受託で小さめのバックエンドAPIを引き受けるたび、同じ作業を最初からやり直している感覚がある。Expressでアプリの初期化を書き、CORSとロガーのミドルウェアを並べ、リクエストボディのバリデーションを手書きで足し、最後にデプロイ構成を整える。中身の業務ロジックは案件ごとに違うのに、その周りを固める「土台」のコードがほぼ毎回コピペからの微修正になる。さらに厄介なのが型だ。サーバが返すレスポンスの形を、フロント側でもう一度手で定義し直す。APIを1つ直すたびに、サーバとフロントの両方で型を書き換える二重管理が常態化していた。

この消耗の正体は、フレームワーク選定が「とりあえずExpress」で止まっていたことにある。Expressは枯れていて情報も多いが、TypeScriptとの相性、エッジ/サーバーレスへのデプロイ、フロントとの型共有という、いま受託で求められる3点に対しては素直に答えてくれない。そこで近年、受託の小〜中規模APIの土台としてHonoを採用する判断が増えている。本記事では、Honoでバックエンドを組むときの実務上の勘所を、ディレクトリ構成・バリデーション・型共有・デプロイ先選定まで、実際の案件での判断とあわせて整理する。

なぜいま受託APIにHonoなのか

Honoは、Webの標準API(Fetch API)の上に作られた軽量なWebフレームワークだ。最大の特徴は、同じコードがランタイムを問わず動くこと。Node.js・Bun・Deno・Cloudflare Workers・AWS Lambda・Vercel・Netlifyなど、Fetch APIを話す環境ならほぼ書き換えなしで載る。受託では案件によってインフラの前提が変わるので、「コードを書き直さずにデプロイ先だけ差し替えられる」という性質が効いてくる。

数字の裏付けもある。npmの週間ダウンロード数は2026年1月時点で900万を超え、1年前の60万前後から一気に伸びた。プロダクションでの採用例もCloudflare(D1やWorkers KVの内部API)、Clerk、Unkey、OpenStatus、cdnjsなど実在のサービスが並ぶ。「新しいから不安」という段階はすでに過ぎていて、エッジ/サーバーレス前提の土台としては一級の選択肢になっている。バージョンは執筆時点(2026年6月)でv4系が安定版だ。

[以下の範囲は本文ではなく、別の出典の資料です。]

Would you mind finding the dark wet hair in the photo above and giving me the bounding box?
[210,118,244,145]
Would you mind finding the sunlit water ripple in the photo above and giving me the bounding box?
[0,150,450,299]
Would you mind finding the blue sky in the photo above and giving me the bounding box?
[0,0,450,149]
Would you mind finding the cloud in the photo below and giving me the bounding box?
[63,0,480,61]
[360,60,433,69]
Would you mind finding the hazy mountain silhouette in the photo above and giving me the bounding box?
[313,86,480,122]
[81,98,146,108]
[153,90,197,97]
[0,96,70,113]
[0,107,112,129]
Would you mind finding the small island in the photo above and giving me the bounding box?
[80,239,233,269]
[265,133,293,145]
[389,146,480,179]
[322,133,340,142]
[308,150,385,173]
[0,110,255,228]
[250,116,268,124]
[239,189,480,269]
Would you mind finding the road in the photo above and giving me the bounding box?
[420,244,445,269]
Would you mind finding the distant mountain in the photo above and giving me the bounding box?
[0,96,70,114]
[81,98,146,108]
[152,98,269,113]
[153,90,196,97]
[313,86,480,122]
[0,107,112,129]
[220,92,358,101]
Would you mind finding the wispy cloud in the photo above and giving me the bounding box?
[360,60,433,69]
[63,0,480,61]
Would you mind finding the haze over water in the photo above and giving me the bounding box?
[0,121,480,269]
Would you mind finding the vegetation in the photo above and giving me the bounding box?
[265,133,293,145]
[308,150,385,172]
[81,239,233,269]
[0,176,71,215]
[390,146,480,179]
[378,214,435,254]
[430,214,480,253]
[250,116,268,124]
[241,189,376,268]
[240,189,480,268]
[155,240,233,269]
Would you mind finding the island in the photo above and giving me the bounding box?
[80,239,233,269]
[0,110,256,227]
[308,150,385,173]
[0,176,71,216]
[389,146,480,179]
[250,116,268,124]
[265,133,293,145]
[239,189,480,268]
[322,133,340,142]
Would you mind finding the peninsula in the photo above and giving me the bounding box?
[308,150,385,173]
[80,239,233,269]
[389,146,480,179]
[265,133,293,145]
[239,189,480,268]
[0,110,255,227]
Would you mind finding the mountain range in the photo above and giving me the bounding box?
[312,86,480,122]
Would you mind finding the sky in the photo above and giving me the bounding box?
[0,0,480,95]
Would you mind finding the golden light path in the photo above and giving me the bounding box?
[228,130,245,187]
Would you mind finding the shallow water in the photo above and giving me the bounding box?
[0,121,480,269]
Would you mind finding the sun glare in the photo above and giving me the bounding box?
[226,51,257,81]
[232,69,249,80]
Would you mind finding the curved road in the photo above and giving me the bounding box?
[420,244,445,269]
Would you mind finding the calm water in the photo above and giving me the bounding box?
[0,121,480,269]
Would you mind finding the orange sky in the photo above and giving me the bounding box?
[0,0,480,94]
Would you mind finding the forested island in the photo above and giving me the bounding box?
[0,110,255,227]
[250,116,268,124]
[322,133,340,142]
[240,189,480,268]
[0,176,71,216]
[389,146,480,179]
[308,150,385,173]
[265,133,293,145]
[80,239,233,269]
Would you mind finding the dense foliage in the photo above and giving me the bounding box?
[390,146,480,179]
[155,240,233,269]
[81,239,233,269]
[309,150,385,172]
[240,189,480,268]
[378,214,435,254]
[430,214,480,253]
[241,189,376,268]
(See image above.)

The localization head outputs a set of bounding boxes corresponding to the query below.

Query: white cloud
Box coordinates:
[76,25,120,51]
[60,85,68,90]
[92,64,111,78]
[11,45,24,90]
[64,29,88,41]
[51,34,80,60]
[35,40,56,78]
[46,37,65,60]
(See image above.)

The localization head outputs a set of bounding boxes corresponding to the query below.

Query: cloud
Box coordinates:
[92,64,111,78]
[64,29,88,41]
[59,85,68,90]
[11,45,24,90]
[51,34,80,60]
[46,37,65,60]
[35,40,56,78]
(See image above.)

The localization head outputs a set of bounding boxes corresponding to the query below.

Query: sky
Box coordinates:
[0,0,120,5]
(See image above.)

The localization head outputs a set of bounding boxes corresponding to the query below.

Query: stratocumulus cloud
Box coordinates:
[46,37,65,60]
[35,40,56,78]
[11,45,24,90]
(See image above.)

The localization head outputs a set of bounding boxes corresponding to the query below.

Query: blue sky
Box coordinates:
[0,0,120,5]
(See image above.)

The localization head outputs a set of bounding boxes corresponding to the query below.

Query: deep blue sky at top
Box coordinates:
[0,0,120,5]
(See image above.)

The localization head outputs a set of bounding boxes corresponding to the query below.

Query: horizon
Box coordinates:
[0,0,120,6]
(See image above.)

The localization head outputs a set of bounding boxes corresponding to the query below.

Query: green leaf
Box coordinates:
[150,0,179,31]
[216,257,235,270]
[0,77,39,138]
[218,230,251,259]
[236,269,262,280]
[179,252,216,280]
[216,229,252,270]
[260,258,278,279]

受託の観点で整理すると、Honoが効くのは次のような案件だ。

案件の性質Honoが向く理由
小〜中規模のREST API・BFF土台が薄く、立ち上げから業務ロジックまでが速い
エッジ/サーバーレス前提Workers・Lambdaへ書き換えなしで載る
フロントを同一チームで持つRPCでサーバ・フロント間の型を共有でき二重管理が消える

逆に、すでにNestJSのような重量級フレームワークで大規模なドメイン層を組んでいる案件や、特定のNode専用ライブラリに深く依存している既存システムの保守では、無理に乗り換える理由は薄い。Honoは「土台を薄く速く」が刺さる領域のための道具だと割り切ったほうがいい。

ディレクトリ構成は「レイヤー」より「機能」で割る

Honoは構成を強制しないフレームワークなので、ディレクトリの切り方は自分で決める必要がある。受託で複数人が触り、後から保守も引き受けるケースでは、ここを最初に決めておかないと後で破綻する。

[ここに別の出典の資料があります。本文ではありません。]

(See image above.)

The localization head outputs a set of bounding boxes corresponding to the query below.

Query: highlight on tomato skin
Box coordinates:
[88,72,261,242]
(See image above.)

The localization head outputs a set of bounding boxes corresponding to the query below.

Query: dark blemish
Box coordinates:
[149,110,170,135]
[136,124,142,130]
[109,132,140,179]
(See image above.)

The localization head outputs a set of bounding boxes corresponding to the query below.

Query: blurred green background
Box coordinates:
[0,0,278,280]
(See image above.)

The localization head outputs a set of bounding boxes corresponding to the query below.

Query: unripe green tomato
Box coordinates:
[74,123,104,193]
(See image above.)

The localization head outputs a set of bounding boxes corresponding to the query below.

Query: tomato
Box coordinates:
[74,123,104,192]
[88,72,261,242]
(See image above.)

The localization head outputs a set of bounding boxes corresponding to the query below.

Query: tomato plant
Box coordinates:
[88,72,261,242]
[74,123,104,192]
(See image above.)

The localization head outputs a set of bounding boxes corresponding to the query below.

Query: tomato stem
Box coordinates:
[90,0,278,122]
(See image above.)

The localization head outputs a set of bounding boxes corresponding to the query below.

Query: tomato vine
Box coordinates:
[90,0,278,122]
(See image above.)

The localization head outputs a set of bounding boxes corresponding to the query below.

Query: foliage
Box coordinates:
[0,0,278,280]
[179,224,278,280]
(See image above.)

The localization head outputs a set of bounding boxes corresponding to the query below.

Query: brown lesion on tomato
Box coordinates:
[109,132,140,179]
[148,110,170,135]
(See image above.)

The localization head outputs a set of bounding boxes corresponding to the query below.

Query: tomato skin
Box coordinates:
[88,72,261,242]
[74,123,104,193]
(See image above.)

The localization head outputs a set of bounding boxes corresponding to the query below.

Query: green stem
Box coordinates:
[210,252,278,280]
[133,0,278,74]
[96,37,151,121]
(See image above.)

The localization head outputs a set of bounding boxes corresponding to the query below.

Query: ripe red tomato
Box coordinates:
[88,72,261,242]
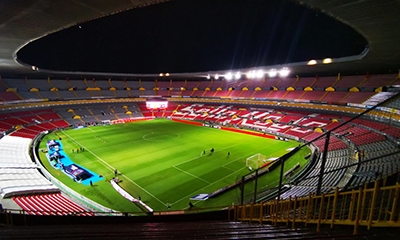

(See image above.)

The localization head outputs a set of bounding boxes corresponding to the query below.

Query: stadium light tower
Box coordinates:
[268,69,278,78]
[235,72,242,80]
[225,72,233,80]
[256,69,264,78]
[279,68,290,77]
[307,59,317,66]
[246,70,256,79]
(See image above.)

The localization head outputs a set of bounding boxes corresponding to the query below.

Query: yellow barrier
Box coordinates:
[234,181,400,234]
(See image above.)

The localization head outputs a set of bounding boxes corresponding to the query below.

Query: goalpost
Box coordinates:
[246,153,266,170]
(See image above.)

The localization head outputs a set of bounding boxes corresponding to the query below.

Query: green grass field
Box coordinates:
[39,119,310,212]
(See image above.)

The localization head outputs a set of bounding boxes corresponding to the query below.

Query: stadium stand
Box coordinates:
[12,193,94,216]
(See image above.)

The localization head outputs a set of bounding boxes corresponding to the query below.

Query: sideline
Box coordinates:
[61,130,166,205]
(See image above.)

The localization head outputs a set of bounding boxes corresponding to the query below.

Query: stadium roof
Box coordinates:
[0,0,400,77]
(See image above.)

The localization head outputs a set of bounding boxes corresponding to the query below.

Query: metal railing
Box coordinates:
[234,181,400,234]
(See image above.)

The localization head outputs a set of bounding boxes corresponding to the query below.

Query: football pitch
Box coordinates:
[39,119,310,212]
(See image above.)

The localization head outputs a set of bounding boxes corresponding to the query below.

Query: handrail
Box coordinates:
[234,181,400,234]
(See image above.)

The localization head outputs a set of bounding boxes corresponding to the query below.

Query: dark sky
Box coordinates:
[17,0,367,74]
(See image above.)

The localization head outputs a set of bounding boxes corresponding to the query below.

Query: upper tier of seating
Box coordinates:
[0,74,400,103]
[171,104,400,197]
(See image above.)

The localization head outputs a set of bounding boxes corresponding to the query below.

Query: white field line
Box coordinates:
[61,130,166,205]
[174,167,210,184]
[172,167,245,204]
[173,143,240,167]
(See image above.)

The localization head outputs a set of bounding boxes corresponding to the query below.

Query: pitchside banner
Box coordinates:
[190,193,208,201]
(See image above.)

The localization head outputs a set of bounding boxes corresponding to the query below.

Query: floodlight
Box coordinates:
[246,70,256,78]
[322,58,332,64]
[225,72,233,80]
[279,68,290,77]
[307,59,317,66]
[256,69,264,78]
[235,72,242,80]
[268,69,278,77]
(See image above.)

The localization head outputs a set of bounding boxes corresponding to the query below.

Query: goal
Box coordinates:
[246,153,266,170]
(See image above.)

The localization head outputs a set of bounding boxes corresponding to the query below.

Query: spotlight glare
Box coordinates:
[307,59,317,66]
[235,72,242,80]
[225,72,233,80]
[256,69,264,78]
[246,70,255,78]
[322,58,332,64]
[279,68,290,77]
[268,69,278,77]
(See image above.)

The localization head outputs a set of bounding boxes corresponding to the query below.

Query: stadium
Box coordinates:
[0,0,400,239]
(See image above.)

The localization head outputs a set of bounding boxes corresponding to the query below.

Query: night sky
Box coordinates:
[17,0,367,74]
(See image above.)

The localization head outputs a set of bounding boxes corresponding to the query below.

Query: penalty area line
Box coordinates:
[61,130,166,205]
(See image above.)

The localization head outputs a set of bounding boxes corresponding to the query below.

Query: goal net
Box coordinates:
[246,153,266,170]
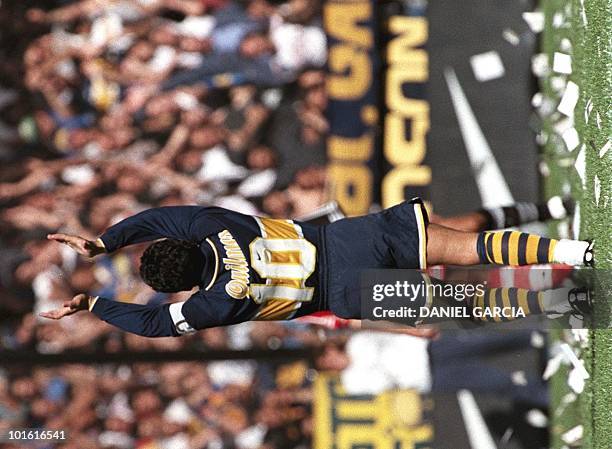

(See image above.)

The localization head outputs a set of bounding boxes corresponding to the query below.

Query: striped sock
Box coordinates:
[476,231,590,266]
[477,231,557,266]
[472,287,546,321]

トレンドになった「Honoでバックエンドを作るときの個人的ベストプラクティス」(Zenn、2026年6月公開)でも整理されているのが、レイヤー単位ではなく機能(feature)単位で割る考え方だ。controllers/ services/ repositories/ のように技術レイヤーで横に割ると、1つの機能を直すたびに複数のディレクトリを行き来することになる。代わりに src/features/users/ src/features/posts/ のように機能でまとめ、その中にルート定義・バリデーションスキーマ・ロジックを同居させると、変更が一箇所に閉じる。

src/
  features/
    users/
      route.ts      # ルート定義(Honoインスタンス)
      schema.ts     # zod/valibotスキーマ
      handler.ts    # 業務ロジック
    posts/
      route.ts
      schema.ts
      handler.ts
  middleware/        # 横断的ミドルウェア(認証・ロガー等)
  lib/               # DB接続・外部クライアント
  app.ts             # 各featureのルートを束ねるルート集約

ルートの束ね方は、Honoのインスタンスを機能ごとに作ってroute()で合流させる。このとき後述するRPCの型推論を効かせるため、メソッドはチェーンでつなぐのが重要だ。

// src/features/users/route.ts
import { Hono } from 'hono'

const users = new Hono()
  .get('/', (c) => c.json({ users: [] }))
  .get('/:id', (c) => c.json({ id: c.req.param('id') }))

export default users
// src/app.ts
import { Hono } from 'hono'
import users from './features/users/route'
import posts from './features/posts/route'

const app = new Hono()
  .route('/users', users)
  .route('/posts', posts)

export default app
export type AppType = typeof app

最後にAppTypeをエクスポートしているのが後で効いてくる。これがフロントとの型共有の起点になる。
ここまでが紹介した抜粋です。